Ik lees een mooi boek, maar pauzeer bij tijd en wijle en kijk dan om me heen of luister naar naburige gesprekken. Naast me op de bank vergelijken twee jongere vrouwen hun mislukte en tijdelijk geslaagde relaties; twee tafeltjes verder op het terras praten twee mannen over vrouwen. Ik drink daarbij een Italiaans biertje.
Volgende week wordt het weer een stuk frisser.

In de noordelijke, kortere, gevelrij (laat 19de-eeuws, maar verder best in orde) lapt een vrouw haar uitzicht en schuift daarna een raam omhoog en steekt een sigaret op. Klaarblijkelijk rookt ze binnen liever niet. Halverwege de sigaret verdwijnt ze, maar prompt daarop gaan de dubbele deuren naar haar Franse balkonnetje open en zet ze zichzelf neer op een klapstoeltje in de zon.
Hoe oud, mooi, of lelijk ze is, kan ik, vanwege de afstand en het gebrek aan mijn verrekijker niet duiden, maar dat speelt nu ook even geen rol. Vanaf haar tweede etage heeft ze een vergelijkbaar zicht op het plein met platanen als ik, maar dan in vogelperspectief.
Ik vind dat het opendraaien, openklappen of openschuiven van een raam iets magisch heeft.
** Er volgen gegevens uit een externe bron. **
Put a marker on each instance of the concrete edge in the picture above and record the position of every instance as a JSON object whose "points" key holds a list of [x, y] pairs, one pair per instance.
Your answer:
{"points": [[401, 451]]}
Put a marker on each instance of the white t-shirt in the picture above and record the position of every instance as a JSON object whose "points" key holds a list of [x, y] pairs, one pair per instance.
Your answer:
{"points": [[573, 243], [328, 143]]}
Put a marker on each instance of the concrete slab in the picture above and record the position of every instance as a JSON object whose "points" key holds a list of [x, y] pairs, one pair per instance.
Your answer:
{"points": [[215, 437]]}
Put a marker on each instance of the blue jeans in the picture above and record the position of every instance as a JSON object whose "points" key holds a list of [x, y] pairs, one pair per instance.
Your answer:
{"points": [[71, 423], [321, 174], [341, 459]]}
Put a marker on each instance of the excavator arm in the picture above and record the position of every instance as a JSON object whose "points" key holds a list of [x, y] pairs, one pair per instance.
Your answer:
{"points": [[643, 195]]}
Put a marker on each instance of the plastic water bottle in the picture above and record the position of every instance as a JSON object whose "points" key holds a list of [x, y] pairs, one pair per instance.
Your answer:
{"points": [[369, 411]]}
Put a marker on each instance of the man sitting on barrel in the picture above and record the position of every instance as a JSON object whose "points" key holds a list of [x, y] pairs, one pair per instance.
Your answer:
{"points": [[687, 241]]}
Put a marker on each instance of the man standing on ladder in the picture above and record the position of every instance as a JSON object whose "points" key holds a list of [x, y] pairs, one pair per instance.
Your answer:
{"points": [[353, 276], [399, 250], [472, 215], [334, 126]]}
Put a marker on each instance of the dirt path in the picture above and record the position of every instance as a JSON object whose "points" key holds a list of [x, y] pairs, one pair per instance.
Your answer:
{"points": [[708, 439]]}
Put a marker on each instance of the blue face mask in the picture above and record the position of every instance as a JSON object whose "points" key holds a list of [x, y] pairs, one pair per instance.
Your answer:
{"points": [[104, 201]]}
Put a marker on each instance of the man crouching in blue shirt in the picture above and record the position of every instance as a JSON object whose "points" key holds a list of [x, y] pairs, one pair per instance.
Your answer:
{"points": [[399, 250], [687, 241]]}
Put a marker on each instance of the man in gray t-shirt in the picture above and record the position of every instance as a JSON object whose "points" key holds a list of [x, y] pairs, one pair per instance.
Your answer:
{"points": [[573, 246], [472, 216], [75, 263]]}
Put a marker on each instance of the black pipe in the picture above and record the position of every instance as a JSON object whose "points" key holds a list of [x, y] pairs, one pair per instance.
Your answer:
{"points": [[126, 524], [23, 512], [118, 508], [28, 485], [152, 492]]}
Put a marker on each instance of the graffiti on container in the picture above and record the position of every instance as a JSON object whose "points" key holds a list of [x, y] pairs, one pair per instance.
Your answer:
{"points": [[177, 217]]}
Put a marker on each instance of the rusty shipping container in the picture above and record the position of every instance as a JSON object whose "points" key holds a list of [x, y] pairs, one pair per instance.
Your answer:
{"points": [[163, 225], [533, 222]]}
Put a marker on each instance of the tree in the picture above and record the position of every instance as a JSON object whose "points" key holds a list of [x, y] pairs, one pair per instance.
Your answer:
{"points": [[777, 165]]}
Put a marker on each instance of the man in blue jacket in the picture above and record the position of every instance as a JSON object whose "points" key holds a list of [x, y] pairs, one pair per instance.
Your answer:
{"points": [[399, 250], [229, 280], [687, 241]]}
De amorfe eigenschappen van glas, die me altijd enige angst inboezemen, dragen er zorg voor dat je “binnen” zit, terwijl je toch informatie krijgt over “buiten”. Ik vind dat een geweldige uitvinding. Vroeger, toen vensterglas nog niet kon worden gefabriceerd, kwamen buiten en binnen op hetzelfde neer, behalve dat je buiten natregende en binnen niet. En toen vensterglas nog heel duur was nam de adel, wanneer ze naar hun zomerkasteel verhuisde, het glas mee om, al was het prachtig weer, toch ook af en toe “binnen” te kunnen zitten.
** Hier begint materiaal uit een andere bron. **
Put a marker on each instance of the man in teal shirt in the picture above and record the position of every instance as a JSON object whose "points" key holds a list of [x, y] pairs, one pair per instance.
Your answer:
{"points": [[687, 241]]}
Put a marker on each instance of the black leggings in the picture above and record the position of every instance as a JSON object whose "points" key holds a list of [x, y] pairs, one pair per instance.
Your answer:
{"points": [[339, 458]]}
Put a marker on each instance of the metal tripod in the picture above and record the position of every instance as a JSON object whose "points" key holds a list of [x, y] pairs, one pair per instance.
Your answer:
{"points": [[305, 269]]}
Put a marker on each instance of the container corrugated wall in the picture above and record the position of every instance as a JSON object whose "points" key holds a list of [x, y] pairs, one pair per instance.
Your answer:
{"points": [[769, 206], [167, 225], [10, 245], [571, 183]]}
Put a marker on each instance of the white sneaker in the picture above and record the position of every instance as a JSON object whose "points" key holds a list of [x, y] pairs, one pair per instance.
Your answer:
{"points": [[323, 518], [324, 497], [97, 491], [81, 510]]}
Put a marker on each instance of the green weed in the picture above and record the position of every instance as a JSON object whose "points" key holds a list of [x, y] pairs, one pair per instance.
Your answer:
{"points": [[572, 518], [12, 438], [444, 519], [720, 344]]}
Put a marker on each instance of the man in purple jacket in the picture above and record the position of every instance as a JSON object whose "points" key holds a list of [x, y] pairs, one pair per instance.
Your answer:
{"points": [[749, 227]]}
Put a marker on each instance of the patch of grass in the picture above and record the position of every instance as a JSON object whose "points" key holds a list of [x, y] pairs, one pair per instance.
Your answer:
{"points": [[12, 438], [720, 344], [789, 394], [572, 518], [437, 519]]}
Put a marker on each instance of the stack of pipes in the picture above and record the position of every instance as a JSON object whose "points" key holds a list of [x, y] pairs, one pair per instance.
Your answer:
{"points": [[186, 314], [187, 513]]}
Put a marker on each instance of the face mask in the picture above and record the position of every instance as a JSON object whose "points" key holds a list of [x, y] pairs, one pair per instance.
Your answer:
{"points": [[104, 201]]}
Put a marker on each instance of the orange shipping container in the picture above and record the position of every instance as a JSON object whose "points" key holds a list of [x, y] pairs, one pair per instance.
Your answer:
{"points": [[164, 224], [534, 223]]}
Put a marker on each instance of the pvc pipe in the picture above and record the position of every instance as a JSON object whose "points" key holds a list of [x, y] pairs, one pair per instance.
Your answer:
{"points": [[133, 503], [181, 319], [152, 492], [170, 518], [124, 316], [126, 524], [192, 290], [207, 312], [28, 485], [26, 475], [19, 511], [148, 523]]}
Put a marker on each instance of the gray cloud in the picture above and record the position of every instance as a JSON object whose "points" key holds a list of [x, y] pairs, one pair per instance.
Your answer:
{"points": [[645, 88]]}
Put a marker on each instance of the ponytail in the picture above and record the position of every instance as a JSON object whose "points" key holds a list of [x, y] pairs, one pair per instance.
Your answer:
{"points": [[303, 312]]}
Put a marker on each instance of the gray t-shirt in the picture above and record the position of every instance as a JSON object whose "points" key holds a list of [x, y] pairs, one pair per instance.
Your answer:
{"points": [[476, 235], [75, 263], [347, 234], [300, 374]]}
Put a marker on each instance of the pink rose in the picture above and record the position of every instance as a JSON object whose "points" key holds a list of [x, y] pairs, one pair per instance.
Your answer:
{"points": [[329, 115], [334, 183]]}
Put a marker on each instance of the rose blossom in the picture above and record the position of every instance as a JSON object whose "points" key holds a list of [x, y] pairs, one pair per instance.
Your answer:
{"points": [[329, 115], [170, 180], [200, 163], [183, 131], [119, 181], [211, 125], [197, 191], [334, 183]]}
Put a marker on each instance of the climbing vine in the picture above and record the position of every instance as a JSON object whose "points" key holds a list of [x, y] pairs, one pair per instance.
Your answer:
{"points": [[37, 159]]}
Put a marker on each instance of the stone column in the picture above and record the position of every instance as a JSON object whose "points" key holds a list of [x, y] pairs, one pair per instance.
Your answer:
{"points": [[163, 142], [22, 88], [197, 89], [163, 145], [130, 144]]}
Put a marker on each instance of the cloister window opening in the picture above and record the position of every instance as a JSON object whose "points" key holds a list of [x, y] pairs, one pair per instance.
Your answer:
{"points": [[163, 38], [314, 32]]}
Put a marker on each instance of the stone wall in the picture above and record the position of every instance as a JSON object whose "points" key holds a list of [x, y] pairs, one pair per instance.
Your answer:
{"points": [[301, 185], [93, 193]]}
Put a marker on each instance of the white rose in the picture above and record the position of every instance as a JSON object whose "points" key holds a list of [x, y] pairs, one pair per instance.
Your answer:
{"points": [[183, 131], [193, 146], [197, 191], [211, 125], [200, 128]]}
In het huis waar ik opgroeide hadden we ramen die je naar boven opentilde. Die zijn, per definitie, zwaar en daarom waren ze ook, met onzichtbare ophanging aan touwen, voorzien van contragewichten, zodat ook mijn moeder bijvoorbeeld, die handeling zonder problemen kon verrichten. Niet dat dat vaak gebeurde, want ons huis stond aan een drukke straat vol autogassen en lawaai. Uiteindelijk konden de ramen helemaal niet meer open omdat voornoemd touw vergaan en daardoor gebroken was.
Vanuit de woonkamer, die zich tegen alle regels in op éen hoog bevond, hadden we natuurlijk zicht op de overkant van de straat. Naast de kunstschilder Kees Verwey, die mij nog eens zou portretteren, kwam daar menig ander karakteristiek type voorbij. De Trompetter, die was blijven hangen in een drugspsychose, waardoor hij, in het openbaar, ellenlange speeches over niets hield, maar hij speelde nog wel zijn instrument. Of De Blote Voetenman, zijn epitheton beschrijft zijn markantste aspect, die zich, ook nog eens, altijd in pyjama kleedde maar zonder gêne stevig doorstapte. Beiden gaven echter geen sjoege op ons bestaan achter het bovenraam. Maar er was wel degelijk De Turk Met Het Been, die dagelijks passeerde en ons zwaaiend groette, evenals wij hem. Tot een nadere kennismaking kwam het nooit en niemand voelde daar een noodzaak toe.
Tevens trof het enorm dat zich tegenover ons de hoofdvestiging van de stedelijke brandweer bevond. Naast het enorme voordeel dat het mijn vader enige procenten in de kosten van een vrijwel kosteloze brandverzekering scheelde, leverde het ook onophoudelijk sociaal contact met de mannen op, want de kazerne was natuurlijk dag en nacht bezet.
Kortom: het kijken en zwaaien, van binnen naar buiten, en vice versa, werd mij met de paplepel ingegoten. Ook doordat we vader, die een eind verderop in de stad zijn baan had, elke dag, ’s ochtends en na het middageten, uitzwaaiden tot hij onzichtbaar was geworden.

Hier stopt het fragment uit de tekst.